D’après de nombreux observateurs, les élèves sont de plus en plus stressés, en mal d’apprendre et de vivre. L’école cherche à soigner ces troubles par des pédagogies du bienêtre qui auraient tendance à soigner les symptômes, mais pas leurs causes. Comment transformer le milieu scolaire pour en faire un espace permettant un réel bienêtre des élèves ? « Soigner le milieu » a été l’objet d’une journée pédagogique à l’université de Genève, où le visionnage du film L’école de la Neuville ou la Réunion a été l’occasion d’approfondir ces questions.

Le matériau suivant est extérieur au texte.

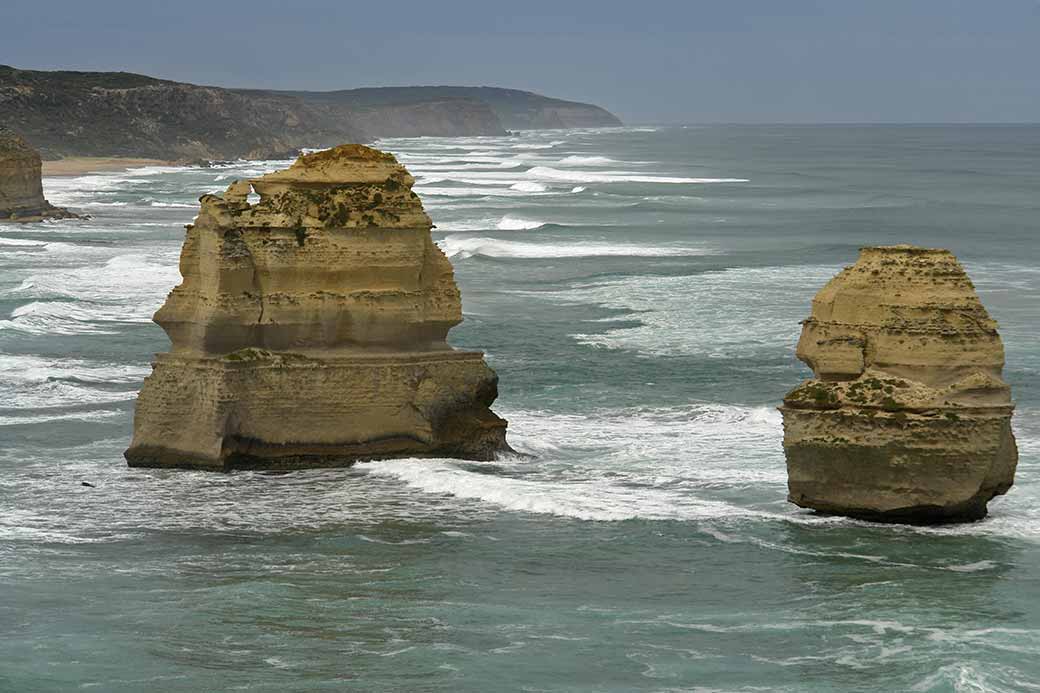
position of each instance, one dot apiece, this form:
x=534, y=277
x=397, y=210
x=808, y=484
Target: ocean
x=639, y=291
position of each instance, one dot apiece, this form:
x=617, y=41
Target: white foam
x=648, y=464
x=465, y=247
x=729, y=313
x=22, y=242
x=177, y=205
x=527, y=186
x=516, y=224
x=547, y=173
x=575, y=160
x=94, y=299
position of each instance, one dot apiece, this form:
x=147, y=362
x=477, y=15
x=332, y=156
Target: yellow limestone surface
x=908, y=417
x=310, y=329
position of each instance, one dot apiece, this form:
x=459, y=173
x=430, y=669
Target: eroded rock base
x=898, y=467
x=264, y=410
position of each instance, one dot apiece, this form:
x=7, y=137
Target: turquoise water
x=639, y=291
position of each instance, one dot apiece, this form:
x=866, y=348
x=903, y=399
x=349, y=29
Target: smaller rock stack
x=908, y=418
x=21, y=184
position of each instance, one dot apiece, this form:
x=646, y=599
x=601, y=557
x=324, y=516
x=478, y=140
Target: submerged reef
x=907, y=418
x=310, y=330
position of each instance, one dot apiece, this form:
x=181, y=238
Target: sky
x=647, y=61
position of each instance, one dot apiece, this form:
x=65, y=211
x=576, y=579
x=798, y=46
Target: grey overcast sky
x=649, y=61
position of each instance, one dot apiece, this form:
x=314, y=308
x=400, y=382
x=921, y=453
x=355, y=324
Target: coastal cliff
x=103, y=113
x=908, y=418
x=310, y=330
x=21, y=185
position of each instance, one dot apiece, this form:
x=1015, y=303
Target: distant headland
x=66, y=113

Le documentaire L’École de la Neuville ou la Réunion1 présente une école-internat fondée en 1973 et fonctionnant selon les principes de la pédagogie institutionnelle. Le film est ponctué par les commentaires de Françoise Dolto, Fernand Oury, ou Jacques Pain, qui rappellent avec insistance l’importance de la construction d’un groupe-classe ainsi que de la communauté scolaire, et du sentiment d’appartenance et de confiance que les jeunes devraient y trouver afin d’apprendre et de grandir ensemble.

Il nous semble essentiel de souligner que les élèves de l’école de la Neuville étaient des jeunes rejetés, blessés et fracassés, décrochés du système scolaire ordinaire.

Des outils au service de la vie de groupe

Le film déroule de nombreuses scènes de la vie de la classe et on reconnait certains dispositifs vécus actuellement dans les classes ordinaires, tels que les conseils ou les responsabilités. On voit, à travers ces extraits du documentaire, des élèves qui expriment ce qu’ils vivent dans la classe, comment ils apprennent à vivre et faire face aux défis de l’apprentissage. On découvre comment ces derniers apprennent à trouver des solutions ainsi que des mises en perspective d’un projet de formation.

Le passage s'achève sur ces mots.